Estimating Granger causality among large-scale climate processes from palaeoclimate time series including recent stalagmite-based data from Yok Balum Cave

Dmitry Smirnov

We analyze palaeoclimate data reflecting variations in solar activity (a record of 14C isotope representing a compiled archive of data from tree rings, marine sediments, and stalagmites; total solar irradiance time series reconstructed from an ice-core record of 10Be isotope) and Earth climate conditions such as temperature and moisture (stalagmite-based 13C, 18O, and 14C isotope records from Yok Balum Cave in Southern Belize). The time series available cover simultaneously the period from approximately 15 B.C. till 1950 A.D. and some of these data are characterized with non-equidistant temporal sampling and considerable dating errors.

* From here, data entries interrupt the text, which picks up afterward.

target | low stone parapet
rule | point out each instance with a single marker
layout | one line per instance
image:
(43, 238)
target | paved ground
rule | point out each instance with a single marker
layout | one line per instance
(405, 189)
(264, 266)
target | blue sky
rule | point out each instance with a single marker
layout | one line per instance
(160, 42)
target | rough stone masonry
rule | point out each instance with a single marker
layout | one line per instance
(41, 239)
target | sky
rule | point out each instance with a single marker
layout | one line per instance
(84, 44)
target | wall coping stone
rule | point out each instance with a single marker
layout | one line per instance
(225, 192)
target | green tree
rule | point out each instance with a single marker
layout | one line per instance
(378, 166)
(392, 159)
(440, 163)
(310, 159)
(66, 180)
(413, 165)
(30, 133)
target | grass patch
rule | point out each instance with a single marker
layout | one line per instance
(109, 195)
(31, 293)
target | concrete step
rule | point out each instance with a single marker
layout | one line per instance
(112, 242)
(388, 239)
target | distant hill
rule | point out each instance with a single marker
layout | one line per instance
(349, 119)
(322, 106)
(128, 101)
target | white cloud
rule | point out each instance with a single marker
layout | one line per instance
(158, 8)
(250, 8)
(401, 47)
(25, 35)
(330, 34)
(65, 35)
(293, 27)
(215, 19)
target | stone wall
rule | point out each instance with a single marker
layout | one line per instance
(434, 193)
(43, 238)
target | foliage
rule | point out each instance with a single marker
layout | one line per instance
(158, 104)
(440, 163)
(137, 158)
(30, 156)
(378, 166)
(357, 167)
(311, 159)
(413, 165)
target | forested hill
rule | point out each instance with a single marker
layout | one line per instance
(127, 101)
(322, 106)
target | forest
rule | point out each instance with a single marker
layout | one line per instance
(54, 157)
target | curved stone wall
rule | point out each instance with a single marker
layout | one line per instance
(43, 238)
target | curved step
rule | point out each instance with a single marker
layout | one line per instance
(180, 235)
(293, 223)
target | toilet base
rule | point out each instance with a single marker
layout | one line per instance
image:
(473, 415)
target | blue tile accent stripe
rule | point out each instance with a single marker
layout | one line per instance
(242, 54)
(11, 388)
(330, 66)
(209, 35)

Influences of the processes under study on each other are estimated with the aid of Granger causality approach. Different time scales for temporal averaging of the data (ranging from 5 to 25 years) are inspected, as well different trial shifts of the time series relative to each other (ranging from -60 to 60 years) are considered to allow
either for a delayed influence or a biased dating. A mathematical benchmark system in the form of coupled stochastic oscillators with measurement noise and dating errors in the time series is used to simulate the effect of the latter factors on the Granger causality estimates. Influence of solar activity on 13C and 18O variations in
the sense of Granger causality is revealed at a significance level less than 0.05. We roughly quanify also temporal changes in the strength (and characteristic time scales or time delays) of that influence using moving window analysis.